Samsung Galaxy, on the other hand, had a rather normal run in the tournament for a Korean team. They were second in their group to Royal Never Give Up, swept LCK first seed Longzhu Gaming 3-0 in the Quarterfinals, and beat Team WE 3-1. Their stellar preparation and above-par team cohesion made the relatively less impactful roster make a second run into the World Finals.
In the end, Samsung Galaxy got its revenge, and we all witnessed the first time that SKT had lost at Worlds.
The first all-Korean World Final, the 2015 World Championship Finals in Europe was truly electric. It featured an SK Telecom T1 that was undefeated going into the final, and a KOO Tigers that beat all the odds.
SK Telecom T1 was expected to do quick work of the KOO Tigers given the form that they were in, but the Tigers put up a fight. Lee “Hojin” Ho-jin had a phenomenal performance on the Lee Sin in Game Three, and broke SKT’s undefeated record in the tournament. Doing so seemed to have angered the sleeping titans in SKT, and they swiftly ended the series 3-1 after that.
The 2015 World Final was the first time any organization has won the World Championship twice, and affirmed Faker’s status as the best player to have ever played League of Legends.
This was the first World Championship Finals that was a best-of-five, featuring Azubu Frost and the Taipei Assassins. En route, the Taipei Assassins weathered the storm that was Moscow Five, while Azubu Frost braved through Counter Logic Gaming EU. Both teams were relative unknowns as they were both Asian teams, but the favorites coming into the match, as the Taipei Assassins upset the tournament favorites Moscov Five. Nobody expected them to deliver once again.
We all know lightning struck the same spot twice, and the Taipei Assassins were the reason we now have an extremely adorable Nunu skin, among others.
This was the only World Championship Finals to ever go to all five games, as well as the first final between Samsung Galaxy and SK Telecom T1.
Both teams went through different paths going into the match. SKT went through Royal Never Give Up and LCK first seed ROX Tigers, which was perhaps the greatest best of five in all of League of Legends history. Samsung Galaxy, on the other hand, went through an all-Western bracket with Cloud9 and H2K Gaming.
On paper, the matchup looked one-sided. But, how wrong most people’s predictions was. At first, SK Telecom T1 looked like they would close out the series after cruising through a 2-0 lead. However, Samsung would adjust and fight back. They would take Game 3 before tying the series 2-2 after a harrowing Game 4.

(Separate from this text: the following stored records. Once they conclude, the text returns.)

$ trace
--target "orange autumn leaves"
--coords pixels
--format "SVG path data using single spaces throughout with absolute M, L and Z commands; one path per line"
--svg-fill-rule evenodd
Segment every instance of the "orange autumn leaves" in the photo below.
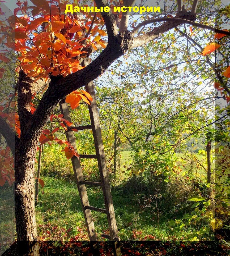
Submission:
M 70 103 L 72 109 L 74 109 L 79 105 L 80 101 L 81 99 L 90 105 L 90 103 L 89 100 L 91 101 L 93 100 L 93 98 L 90 94 L 87 92 L 83 90 L 81 90 L 81 91 L 82 93 L 79 92 L 75 91 L 69 94 L 66 98 L 66 102 Z
M 20 68 L 28 77 L 36 80 L 47 79 L 50 74 L 65 77 L 83 68 L 78 59 L 85 56 L 83 46 L 92 47 L 95 50 L 99 46 L 105 48 L 100 36 L 105 36 L 106 34 L 100 29 L 104 22 L 99 13 L 96 20 L 91 14 L 85 17 L 60 14 L 64 13 L 66 7 L 62 1 L 52 1 L 50 4 L 47 0 L 32 2 L 35 6 L 31 7 L 32 15 L 28 15 L 28 10 L 24 8 L 28 5 L 25 1 L 8 19 L 9 27 L 15 29 L 7 35 L 7 39 L 11 39 L 14 47 L 15 45 Z M 25 16 L 16 16 L 19 10 Z M 100 35 L 95 37 L 97 33 Z M 88 36 L 84 38 L 86 34 Z M 15 44 L 11 42 L 14 39 Z
M 205 56 L 207 54 L 209 54 L 215 51 L 219 47 L 220 47 L 221 46 L 220 45 L 216 43 L 212 43 L 205 47 L 202 53 L 202 55 Z
M 224 29 L 223 31 L 228 31 L 227 29 Z M 214 38 L 215 39 L 219 39 L 226 36 L 226 35 L 224 34 L 218 33 L 215 35 Z M 204 56 L 206 56 L 207 54 L 214 51 L 221 46 L 220 45 L 216 43 L 211 43 L 205 47 L 202 53 L 202 55 Z M 227 68 L 223 72 L 223 74 L 226 77 L 230 78 L 230 66 Z M 220 85 L 219 84 L 220 84 L 219 83 L 217 82 L 216 82 L 214 83 L 214 86 L 215 89 L 218 88 L 219 90 L 220 89 Z

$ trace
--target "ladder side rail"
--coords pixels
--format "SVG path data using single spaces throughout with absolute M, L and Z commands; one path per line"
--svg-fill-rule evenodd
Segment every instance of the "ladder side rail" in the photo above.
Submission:
M 85 58 L 83 61 L 85 66 L 88 65 L 89 58 Z M 102 190 L 105 201 L 105 208 L 111 240 L 115 241 L 119 239 L 118 233 L 116 223 L 115 215 L 111 193 L 109 181 L 105 161 L 104 146 L 102 141 L 101 132 L 99 116 L 96 102 L 93 83 L 91 82 L 85 85 L 85 90 L 93 98 L 93 100 L 88 105 L 90 115 L 94 139 L 96 154 L 102 184 Z
M 68 105 L 66 102 L 65 99 L 61 101 L 59 105 L 61 112 L 63 114 L 64 118 L 71 122 Z M 74 132 L 72 130 L 66 131 L 66 134 L 67 140 L 70 142 L 71 146 L 74 147 L 75 151 L 77 152 Z M 86 206 L 89 205 L 85 185 L 83 184 L 79 183 L 80 182 L 84 180 L 80 162 L 77 157 L 75 156 L 71 158 L 71 160 L 90 240 L 91 241 L 96 241 L 97 236 L 95 232 L 91 210 L 85 208 Z

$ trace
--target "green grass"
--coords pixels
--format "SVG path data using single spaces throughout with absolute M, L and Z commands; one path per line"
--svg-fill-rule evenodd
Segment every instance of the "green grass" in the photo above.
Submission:
M 36 207 L 39 235 L 47 240 L 61 238 L 65 240 L 76 236 L 79 240 L 87 240 L 76 185 L 62 178 L 47 177 L 42 178 L 45 185 L 43 190 L 40 190 L 40 202 Z M 90 205 L 104 208 L 101 189 L 87 188 Z M 176 216 L 162 216 L 158 223 L 156 219 L 154 219 L 155 215 L 147 208 L 143 209 L 140 207 L 137 200 L 139 196 L 126 195 L 118 188 L 114 188 L 112 192 L 119 236 L 122 240 L 143 240 L 146 237 L 147 240 L 181 240 L 182 237 L 189 237 L 199 228 L 195 226 L 181 230 L 171 230 L 168 226 L 168 222 L 170 218 Z M 92 214 L 96 231 L 100 239 L 101 234 L 108 233 L 106 216 L 97 212 L 93 212 Z M 139 232 L 139 234 L 138 233 L 134 237 L 133 232 L 136 231 Z M 155 238 L 149 238 L 149 236 Z

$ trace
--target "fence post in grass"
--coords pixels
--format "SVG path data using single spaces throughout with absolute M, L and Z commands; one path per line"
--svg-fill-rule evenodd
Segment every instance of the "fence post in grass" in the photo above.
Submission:
M 114 166 L 113 172 L 116 172 L 117 169 L 117 131 L 114 131 Z
M 121 164 L 120 164 L 120 145 L 121 144 L 121 139 L 120 137 L 118 137 L 118 170 L 119 172 L 121 170 Z
M 207 134 L 207 146 L 206 147 L 207 153 L 207 182 L 208 183 L 210 183 L 211 180 L 211 161 L 210 159 L 210 152 L 211 151 L 211 141 L 210 139 L 210 135 L 211 133 L 210 132 L 208 132 Z
M 39 153 L 38 156 L 38 163 L 37 165 L 37 178 L 35 180 L 35 205 L 36 205 L 38 202 L 38 187 L 39 182 L 38 179 L 40 178 L 41 172 L 41 165 L 42 163 L 42 155 L 43 149 L 43 145 L 40 145 L 39 146 Z

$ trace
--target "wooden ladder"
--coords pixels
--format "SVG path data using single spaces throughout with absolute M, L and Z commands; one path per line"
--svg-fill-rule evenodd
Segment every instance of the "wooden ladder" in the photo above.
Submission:
M 83 64 L 85 66 L 89 63 L 90 60 L 88 58 L 84 59 Z M 93 83 L 91 82 L 85 86 L 85 90 L 93 98 L 93 100 L 88 105 L 91 124 L 76 127 L 71 127 L 78 130 L 92 129 L 96 151 L 95 155 L 82 155 L 79 154 L 80 159 L 81 158 L 94 158 L 97 160 L 98 168 L 100 172 L 101 182 L 96 182 L 85 180 L 84 179 L 80 161 L 76 157 L 74 156 L 71 158 L 73 171 L 79 193 L 82 206 L 85 217 L 85 223 L 88 233 L 90 240 L 96 241 L 97 238 L 95 232 L 94 223 L 92 217 L 91 211 L 100 212 L 106 215 L 108 224 L 110 236 L 103 234 L 101 236 L 108 238 L 111 241 L 115 241 L 116 252 L 117 255 L 121 255 L 118 237 L 113 205 L 109 184 L 108 172 L 106 167 L 104 146 L 102 142 L 101 132 L 99 121 L 97 107 L 96 102 L 95 93 Z M 61 112 L 63 115 L 63 118 L 71 122 L 68 105 L 64 99 L 59 104 Z M 72 130 L 68 129 L 66 131 L 67 140 L 74 148 L 75 151 L 78 151 L 76 145 L 74 133 Z M 97 208 L 91 206 L 89 202 L 86 185 L 96 186 L 102 187 L 104 197 L 105 209 Z

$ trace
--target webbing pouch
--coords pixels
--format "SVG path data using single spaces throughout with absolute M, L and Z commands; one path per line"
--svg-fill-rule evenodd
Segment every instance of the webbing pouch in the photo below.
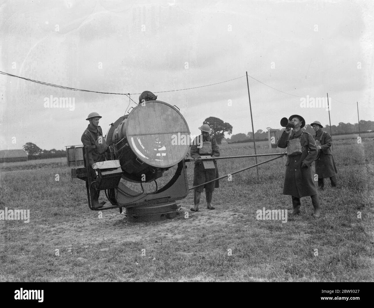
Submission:
M 91 134 L 92 139 L 95 141 L 95 145 L 96 147 L 96 151 L 99 154 L 103 154 L 108 148 L 107 142 L 105 141 L 103 136 L 98 136 L 95 139 L 95 138 L 92 133 L 88 130 L 86 130 Z
M 199 151 L 200 155 L 212 155 L 212 142 L 204 141 L 202 146 Z

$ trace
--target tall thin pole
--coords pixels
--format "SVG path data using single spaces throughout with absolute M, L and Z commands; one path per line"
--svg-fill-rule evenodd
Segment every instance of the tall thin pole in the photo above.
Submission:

Heading into the final game, Samsung were on the verge of reverse sweeping SK Telecom T1. However, a costly mistake by Park “Ruler” Jae-hyuk would end up costing them the championship.
2016 marked the first time the champions successfully defended their title. For that, and the fact that it was a nerve-wracking five game series, it takes the top spot in our World Championship Finals rankings.
We are now close to the start of Season Nine of League of Legends esports, and we are left to ask the questions whose legend will continue? Whose will be forgotten?
We never truly know until we see some real games from our pros, and until then, we will be keeping a close eye on everybody.